Os números mostram que o problema vem crescendo.
Em 2024, a Secretaria de Saúde registrou mais de 3,4 mil acidentes com escorpiões no DF, responsáveis pela maior parte das ocorrências envolvendo animais peçonhentos.
No mesmo ano, foi registrado um óbito de morador do Distrito Federal relacionado a esse tipo de acidente.
No primeiro quadrimestre de 2025, cerca de 82% dos acidentes com animais peçonhentos tiveram escorpiões como causa.
Já até 13 de junho de 2026, foram contabilizadas 1.974 picadas, alta de 6,42% em relação ao mesmo período do ano anterior.

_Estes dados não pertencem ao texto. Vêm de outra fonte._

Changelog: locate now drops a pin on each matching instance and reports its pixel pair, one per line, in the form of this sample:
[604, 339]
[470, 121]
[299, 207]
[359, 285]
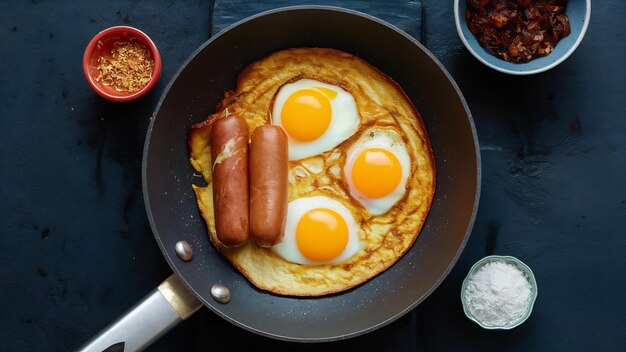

O cenário clama pela necessidade de campanhas permanentes de orientação à população, com medidas simples, como vistoriar calçados e roupas antes do uso, eliminar entulhos e procurar atendimento médico imediatamente após uma picada.
O caso também aponta a importância de fortalecer e divulgar protocolos de atendimento nas UPAs, postos de saúde e hospitais, garantindo diagnóstico rápido, tratamento adequado e encaminhamento ágil para unidades de referência, sobretudo quando as vítimas são crianças e idosos.